Does it feel like the bathroom renovation is creeping along? That's probably because it is. Slowly, slowly, inching towards completion. We've been at it for months, one weekend at a time.
We recently started the shower stall. The framing is in and the plumbing is installed.
Next up is the shower floor. Building a custom shower stall is a long and tedious process with many steps. Twenty six steps, actually, according to the Home Depot Plumbing book, with many broad, sweeping steps like "prepare the floor" or "tile the walls". Fully half of them are about water impermeability; redundant moisture barriers to keep the water in the shower.
The first step of the shower floor is to get the drain installed. Check.
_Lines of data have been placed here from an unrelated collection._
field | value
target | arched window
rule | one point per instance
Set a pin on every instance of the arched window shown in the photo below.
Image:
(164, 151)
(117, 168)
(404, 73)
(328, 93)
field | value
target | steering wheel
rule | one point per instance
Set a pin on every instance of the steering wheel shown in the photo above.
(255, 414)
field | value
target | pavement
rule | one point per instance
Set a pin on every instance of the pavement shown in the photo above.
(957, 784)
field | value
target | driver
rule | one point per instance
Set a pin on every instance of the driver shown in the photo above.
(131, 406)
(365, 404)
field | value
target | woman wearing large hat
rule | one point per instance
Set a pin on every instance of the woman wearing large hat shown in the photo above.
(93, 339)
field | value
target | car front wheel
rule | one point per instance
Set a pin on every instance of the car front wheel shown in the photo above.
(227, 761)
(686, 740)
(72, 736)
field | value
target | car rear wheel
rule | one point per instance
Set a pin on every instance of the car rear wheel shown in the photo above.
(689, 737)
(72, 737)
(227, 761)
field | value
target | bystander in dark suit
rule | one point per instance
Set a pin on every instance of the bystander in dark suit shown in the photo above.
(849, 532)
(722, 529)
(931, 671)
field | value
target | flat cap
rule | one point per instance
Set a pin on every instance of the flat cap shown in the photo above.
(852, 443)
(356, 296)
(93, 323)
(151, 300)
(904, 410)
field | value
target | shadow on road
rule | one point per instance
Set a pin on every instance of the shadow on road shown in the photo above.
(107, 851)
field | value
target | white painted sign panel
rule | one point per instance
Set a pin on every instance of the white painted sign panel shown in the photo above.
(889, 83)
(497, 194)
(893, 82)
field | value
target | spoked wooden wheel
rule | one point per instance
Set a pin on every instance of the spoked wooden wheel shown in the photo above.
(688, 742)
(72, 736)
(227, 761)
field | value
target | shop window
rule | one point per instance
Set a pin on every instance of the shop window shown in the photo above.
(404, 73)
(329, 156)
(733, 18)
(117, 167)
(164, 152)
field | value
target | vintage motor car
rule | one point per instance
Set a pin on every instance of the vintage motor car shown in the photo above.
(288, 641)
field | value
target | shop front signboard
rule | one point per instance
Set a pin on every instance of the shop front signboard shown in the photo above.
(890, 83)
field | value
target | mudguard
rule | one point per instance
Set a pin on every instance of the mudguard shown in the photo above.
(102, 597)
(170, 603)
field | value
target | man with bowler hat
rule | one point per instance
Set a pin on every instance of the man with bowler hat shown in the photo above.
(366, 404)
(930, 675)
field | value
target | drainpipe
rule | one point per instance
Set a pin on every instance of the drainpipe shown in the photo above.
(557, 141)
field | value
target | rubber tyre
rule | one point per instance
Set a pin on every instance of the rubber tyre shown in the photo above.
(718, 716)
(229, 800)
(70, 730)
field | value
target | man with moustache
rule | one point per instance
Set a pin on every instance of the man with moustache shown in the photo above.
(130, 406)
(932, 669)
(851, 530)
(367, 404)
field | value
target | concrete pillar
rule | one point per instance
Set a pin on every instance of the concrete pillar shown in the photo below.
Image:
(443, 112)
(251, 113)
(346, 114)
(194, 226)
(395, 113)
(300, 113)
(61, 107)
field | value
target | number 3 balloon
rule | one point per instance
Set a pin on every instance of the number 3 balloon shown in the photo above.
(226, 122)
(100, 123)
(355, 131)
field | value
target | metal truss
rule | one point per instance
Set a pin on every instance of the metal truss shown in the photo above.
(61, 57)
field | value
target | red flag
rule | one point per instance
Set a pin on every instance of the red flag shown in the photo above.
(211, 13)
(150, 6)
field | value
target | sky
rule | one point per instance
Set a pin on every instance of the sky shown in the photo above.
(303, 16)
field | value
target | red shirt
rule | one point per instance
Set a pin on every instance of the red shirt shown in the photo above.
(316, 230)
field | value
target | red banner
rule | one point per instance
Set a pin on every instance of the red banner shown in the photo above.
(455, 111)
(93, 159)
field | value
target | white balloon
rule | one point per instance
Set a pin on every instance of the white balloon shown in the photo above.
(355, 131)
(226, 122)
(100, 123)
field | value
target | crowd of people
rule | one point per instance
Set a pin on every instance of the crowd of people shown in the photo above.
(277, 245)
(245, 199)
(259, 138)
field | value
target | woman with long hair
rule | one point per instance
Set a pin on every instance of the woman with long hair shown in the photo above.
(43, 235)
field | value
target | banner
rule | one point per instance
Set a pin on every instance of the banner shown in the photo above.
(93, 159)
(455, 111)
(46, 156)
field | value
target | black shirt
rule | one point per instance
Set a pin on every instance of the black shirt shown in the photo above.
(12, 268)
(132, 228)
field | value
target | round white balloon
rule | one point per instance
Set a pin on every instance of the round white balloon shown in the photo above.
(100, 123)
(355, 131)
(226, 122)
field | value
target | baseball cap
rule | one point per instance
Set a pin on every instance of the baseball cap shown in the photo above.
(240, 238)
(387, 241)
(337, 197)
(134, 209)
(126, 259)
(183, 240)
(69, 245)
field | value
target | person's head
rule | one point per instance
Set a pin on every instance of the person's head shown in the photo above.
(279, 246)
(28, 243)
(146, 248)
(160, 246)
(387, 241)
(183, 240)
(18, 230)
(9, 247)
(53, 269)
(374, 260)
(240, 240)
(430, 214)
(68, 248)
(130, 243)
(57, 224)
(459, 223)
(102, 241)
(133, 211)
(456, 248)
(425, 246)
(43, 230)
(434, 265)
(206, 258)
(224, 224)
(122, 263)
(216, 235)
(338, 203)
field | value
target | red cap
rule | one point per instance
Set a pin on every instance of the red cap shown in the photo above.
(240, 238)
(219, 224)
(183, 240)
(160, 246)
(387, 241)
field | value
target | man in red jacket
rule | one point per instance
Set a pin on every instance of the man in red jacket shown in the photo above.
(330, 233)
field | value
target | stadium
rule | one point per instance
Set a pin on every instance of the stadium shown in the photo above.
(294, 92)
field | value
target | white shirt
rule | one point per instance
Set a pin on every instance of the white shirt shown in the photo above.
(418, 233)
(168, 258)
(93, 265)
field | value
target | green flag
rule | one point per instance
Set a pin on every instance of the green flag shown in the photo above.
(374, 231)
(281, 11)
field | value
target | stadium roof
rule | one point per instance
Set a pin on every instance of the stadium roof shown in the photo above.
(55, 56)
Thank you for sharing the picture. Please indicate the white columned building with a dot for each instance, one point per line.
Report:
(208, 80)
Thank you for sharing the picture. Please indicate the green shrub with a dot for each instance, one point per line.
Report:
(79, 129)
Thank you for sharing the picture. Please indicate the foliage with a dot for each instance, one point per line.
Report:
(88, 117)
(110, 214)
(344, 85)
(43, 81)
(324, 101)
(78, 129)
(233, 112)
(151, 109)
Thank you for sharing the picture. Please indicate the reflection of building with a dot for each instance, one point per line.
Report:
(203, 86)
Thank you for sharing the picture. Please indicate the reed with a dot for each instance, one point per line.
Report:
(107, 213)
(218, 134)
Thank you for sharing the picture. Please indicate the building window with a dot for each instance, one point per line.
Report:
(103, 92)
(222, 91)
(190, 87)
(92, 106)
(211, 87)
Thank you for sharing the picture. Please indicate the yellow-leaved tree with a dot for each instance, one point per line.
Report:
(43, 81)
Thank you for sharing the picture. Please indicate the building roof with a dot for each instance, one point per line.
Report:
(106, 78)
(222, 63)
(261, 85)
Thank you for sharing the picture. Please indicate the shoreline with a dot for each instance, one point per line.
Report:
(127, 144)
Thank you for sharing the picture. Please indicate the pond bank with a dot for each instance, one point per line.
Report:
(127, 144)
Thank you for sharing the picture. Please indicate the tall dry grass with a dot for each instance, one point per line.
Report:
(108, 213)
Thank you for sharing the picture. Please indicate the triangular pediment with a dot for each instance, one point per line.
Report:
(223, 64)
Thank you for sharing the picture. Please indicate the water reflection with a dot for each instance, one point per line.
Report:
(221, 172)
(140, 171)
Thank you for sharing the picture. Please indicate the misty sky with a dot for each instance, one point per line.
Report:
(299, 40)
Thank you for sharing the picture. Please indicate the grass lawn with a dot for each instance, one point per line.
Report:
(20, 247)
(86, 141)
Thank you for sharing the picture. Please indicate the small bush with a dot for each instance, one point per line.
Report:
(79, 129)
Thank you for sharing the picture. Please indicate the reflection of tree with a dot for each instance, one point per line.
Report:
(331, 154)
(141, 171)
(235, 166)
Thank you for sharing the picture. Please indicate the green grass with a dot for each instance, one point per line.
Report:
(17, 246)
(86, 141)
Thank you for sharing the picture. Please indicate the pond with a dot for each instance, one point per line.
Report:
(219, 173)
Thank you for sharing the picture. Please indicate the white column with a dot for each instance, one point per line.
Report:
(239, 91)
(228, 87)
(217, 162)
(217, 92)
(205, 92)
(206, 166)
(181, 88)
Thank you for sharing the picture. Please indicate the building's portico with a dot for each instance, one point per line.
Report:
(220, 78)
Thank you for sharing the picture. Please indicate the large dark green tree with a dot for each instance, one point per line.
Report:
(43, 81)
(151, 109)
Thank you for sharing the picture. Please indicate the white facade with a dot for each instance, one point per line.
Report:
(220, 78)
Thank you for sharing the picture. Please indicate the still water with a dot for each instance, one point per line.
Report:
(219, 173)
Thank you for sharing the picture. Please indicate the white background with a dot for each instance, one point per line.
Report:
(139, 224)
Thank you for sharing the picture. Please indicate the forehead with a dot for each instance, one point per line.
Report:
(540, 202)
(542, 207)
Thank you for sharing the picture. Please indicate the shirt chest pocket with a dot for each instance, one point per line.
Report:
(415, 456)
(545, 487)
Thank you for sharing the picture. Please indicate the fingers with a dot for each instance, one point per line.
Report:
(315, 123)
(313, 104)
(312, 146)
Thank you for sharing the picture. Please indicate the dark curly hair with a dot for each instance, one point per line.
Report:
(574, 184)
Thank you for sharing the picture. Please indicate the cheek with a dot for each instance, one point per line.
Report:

Next you need to mark the shower stall for level. You want the floor to slope up as you move away from the drain so that water is funneled into the drain. Makes sense. It makes sense as long as you have a relatively level floor to begin with. The floor in the cottage bathroom happens to slope 2" over 4 ft. *face palm*
This is me marking "level" around the shower base; the point at which the shower floor is level with the drain. Please note: this was impossible on the left hand side because the wall was already above level on that side.
Once you mark level around the shower, you go around again and mark the finished height of the mortar bed; this will be raised 1/4" from level for every 1 ft you travel from the drain. For my 4-ft.-wide shower with the drain in the centre, we travel 2 ft. from the drain to the wall, so I added half an inch. Now that I think about it, I only needed to add 3/8ths of an inch on the front-to-back slope, but I think I marked it for 1/2 an inch all around. I hope the shower-base police aren't reading this! That 1/8th of an inch will make a huge difference. Not.
So, once level is marked and you've added another mark for the finished height of the mortar bed, it's time to start making snow balls. Mortar balls. When you mix up your Sand Mix concrete (Sacrete Sand Mix), at this stage it's called a dry pack. There should only be enough moisture in the concrete to enable you to form balls of concrete in your hands - like a snowball. Pack-y, but not wet. Make sense?
Dump the dry pack into the shower base and commence screeding.
The captain's new favourite word: Screed. That and slake. Screed and Slake. Slake and Screed.
We needed to add one-and-a-half inches of concrete on the right-hand side just to bring the floor height up to the right level.
We had not factored this into our Sand Mix calculations, and we ran out on the left-hand side of the shower. Dangit. Please thank the captain for this charming picture of my butt. Thanks.
Fortunately this is the side of the shower that's already above level, so the overall grade still slopes down to the drain. We had hoped to put a 1/4" token layer of dry pack here, but there just wasn't enough. As best as I could, I tapered the dry pack off to nothing. It's pretty coarse stuff, though so it wasn't without a bit of a lip. *bites knuckle* I'm hoping I can bodge the rest at the next level.
Why, why, why isn't there a Despot on the island?